Dodici mesi di guerra, che vuol dire dodici mesi di orrori, tragedie, incredulità e speranze, purtroppo, spezzate. Questo anno di guerra in Medio Oriente è stato solo un crescendo di violenza inaudita, mentre le aspettative di una pace diplomatica, ma anche di tregue risolutrici sono andate scemando.
È dunque trascorso un anno da quell’alba di Reim, quando increduli assistevamo a distanza all’attacco al festival musicale Nova, dove circa 3 mila combattenti di Hassan hanno fatto incursione ad Israele, nel confine con la striscia di Gaza, e hanno dato inizio ad un massacro che solo quel giorno ha portato alla morte di circa 1.200 uomini e donne, anziani e bambini, ma che dopo un anno sono diventati più di 42.000 morti accertati. C’è una differenza notevole in termini di vittime tra Israeliani e Palestinesi, ma non la faremo perché si tratta sempre di individui di tutte le età che sono morti indistintamente a causa di una guerra crudele. Un morto israeliano non vale più di uno palestinese e viceversa, un uomo morto sotto l’insensatezza di una guerra è sempre una crepa irreparabile nel già instabile regno dell’umanità che, non possiamo che constatare, ormai sembra essere giunta al tramonto.
“Occorre una definitiva soluzione negoziata tra Israele e Palestina che, con il concorso della comunità internazionale, preveda la creazione di due Stati sovrani e indipendenti. Ciò è indispensabile per garantire pace e sicurezza durevoli ai due popoli e all’intera regione, e per evitare che l’ostilità, l’avversione e il risentimento accumulatisi in questi mesi producano in tutto il Medio Oriente nuove e sempre più drammatiche esplosioni di violenza. È una responsabilità che, se compete, in primo luogo, a israeliani e palestinesi, deve vedere attivi tutti i popoli amanti della pace, affinché l’orrore del passato non si ripeta”. Sono le parole di Sergio Mattarella nel suo ricordo della strage del 7 ottobre. Il bisogno di pace deve essere condiviso e ricercato da tutti, sia in Medio Oriente, dove giornalmente vivono gli orrori della guerra, che in tutto il resto del mondo dove gridano a gran voce la pace ma – come si può vedere dagli scontri durante la manifestazione pro Palestina di sabato scorso a Roma – ogni iniziativa che inneggia alla fine della guerra diventa il pretesto per violenza e risse.
Oggi si commemora, ma ci chiediamo se è già tempo della commemorazione.
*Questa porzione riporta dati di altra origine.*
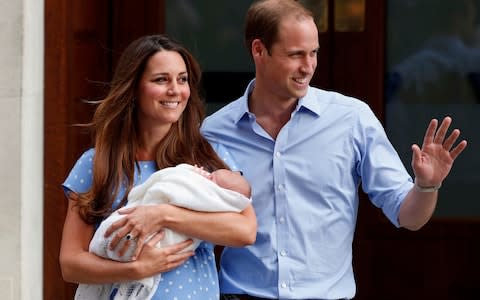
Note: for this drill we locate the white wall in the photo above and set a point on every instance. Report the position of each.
(21, 154)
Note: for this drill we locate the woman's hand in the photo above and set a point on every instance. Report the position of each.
(154, 260)
(138, 225)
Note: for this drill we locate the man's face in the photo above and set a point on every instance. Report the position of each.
(288, 69)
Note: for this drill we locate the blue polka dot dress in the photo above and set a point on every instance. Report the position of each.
(197, 277)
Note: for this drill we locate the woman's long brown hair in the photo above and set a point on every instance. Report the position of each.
(114, 127)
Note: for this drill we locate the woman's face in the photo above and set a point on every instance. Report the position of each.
(163, 90)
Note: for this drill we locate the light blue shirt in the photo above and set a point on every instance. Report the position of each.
(305, 193)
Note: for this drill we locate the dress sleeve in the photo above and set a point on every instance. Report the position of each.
(79, 180)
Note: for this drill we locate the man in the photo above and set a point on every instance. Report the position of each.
(305, 152)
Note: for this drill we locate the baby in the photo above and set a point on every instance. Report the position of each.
(185, 186)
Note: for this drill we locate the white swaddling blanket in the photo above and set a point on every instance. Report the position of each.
(181, 186)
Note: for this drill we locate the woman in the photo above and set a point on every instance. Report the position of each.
(149, 120)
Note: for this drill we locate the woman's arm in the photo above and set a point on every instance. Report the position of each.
(221, 228)
(80, 266)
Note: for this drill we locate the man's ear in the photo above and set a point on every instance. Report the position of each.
(258, 48)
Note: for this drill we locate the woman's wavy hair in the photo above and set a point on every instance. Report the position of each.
(115, 129)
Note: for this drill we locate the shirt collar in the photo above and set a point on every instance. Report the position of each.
(310, 102)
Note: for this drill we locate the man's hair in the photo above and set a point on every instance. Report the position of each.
(263, 19)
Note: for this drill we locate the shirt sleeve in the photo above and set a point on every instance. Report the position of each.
(79, 180)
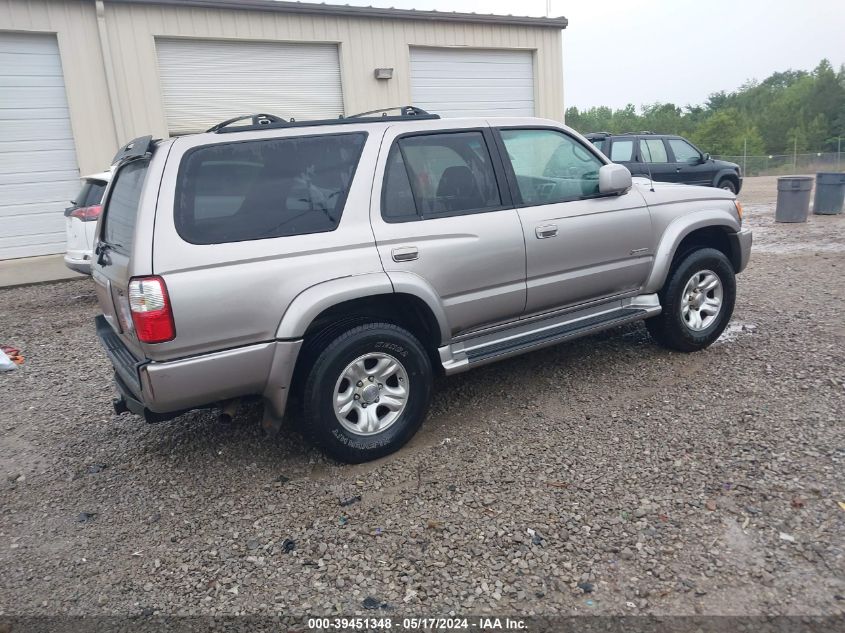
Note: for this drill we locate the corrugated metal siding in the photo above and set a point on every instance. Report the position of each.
(207, 81)
(101, 118)
(364, 44)
(461, 82)
(74, 24)
(38, 172)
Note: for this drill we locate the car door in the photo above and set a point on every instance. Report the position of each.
(444, 219)
(580, 245)
(689, 163)
(655, 160)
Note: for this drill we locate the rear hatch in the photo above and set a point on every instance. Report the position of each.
(83, 212)
(123, 244)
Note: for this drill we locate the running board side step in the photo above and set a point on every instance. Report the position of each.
(524, 337)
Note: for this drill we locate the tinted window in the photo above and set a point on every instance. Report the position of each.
(622, 151)
(96, 189)
(398, 202)
(90, 194)
(447, 174)
(122, 208)
(683, 151)
(550, 166)
(269, 188)
(653, 150)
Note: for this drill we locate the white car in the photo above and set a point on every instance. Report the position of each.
(82, 218)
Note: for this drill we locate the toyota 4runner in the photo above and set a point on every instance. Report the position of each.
(347, 261)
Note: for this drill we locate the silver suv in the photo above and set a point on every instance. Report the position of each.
(345, 262)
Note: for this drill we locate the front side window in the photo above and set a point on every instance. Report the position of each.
(551, 166)
(252, 190)
(122, 207)
(683, 151)
(622, 151)
(652, 150)
(439, 175)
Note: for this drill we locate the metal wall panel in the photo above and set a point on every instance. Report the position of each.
(35, 185)
(204, 82)
(364, 45)
(466, 82)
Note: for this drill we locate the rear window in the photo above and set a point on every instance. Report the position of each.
(90, 194)
(267, 188)
(122, 207)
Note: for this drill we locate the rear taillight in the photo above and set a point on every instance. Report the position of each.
(151, 312)
(87, 214)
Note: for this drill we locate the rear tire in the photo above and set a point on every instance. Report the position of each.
(698, 301)
(367, 392)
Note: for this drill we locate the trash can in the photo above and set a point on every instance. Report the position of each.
(830, 193)
(793, 198)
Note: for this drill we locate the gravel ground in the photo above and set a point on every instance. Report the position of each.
(605, 476)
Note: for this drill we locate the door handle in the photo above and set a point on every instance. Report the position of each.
(542, 232)
(405, 254)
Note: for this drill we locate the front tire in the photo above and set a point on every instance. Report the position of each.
(698, 300)
(367, 392)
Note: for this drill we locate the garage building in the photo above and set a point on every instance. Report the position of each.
(80, 77)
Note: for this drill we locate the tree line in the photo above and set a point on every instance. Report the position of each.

Solitamente la commemorazione giunge al termine dell’azione che ha generato ciò che si vuole celebrare, ma dal 7 ottobre in poi non c’è giorno in Medio Oriente che non dovrebbe essere commemorato, perché dall’attacco al rave di Reim è stato un susseguirsi di attacchi all’umanità. Se si vuole commemorare le vittime di questa guerra, bisogna prima fare la pace.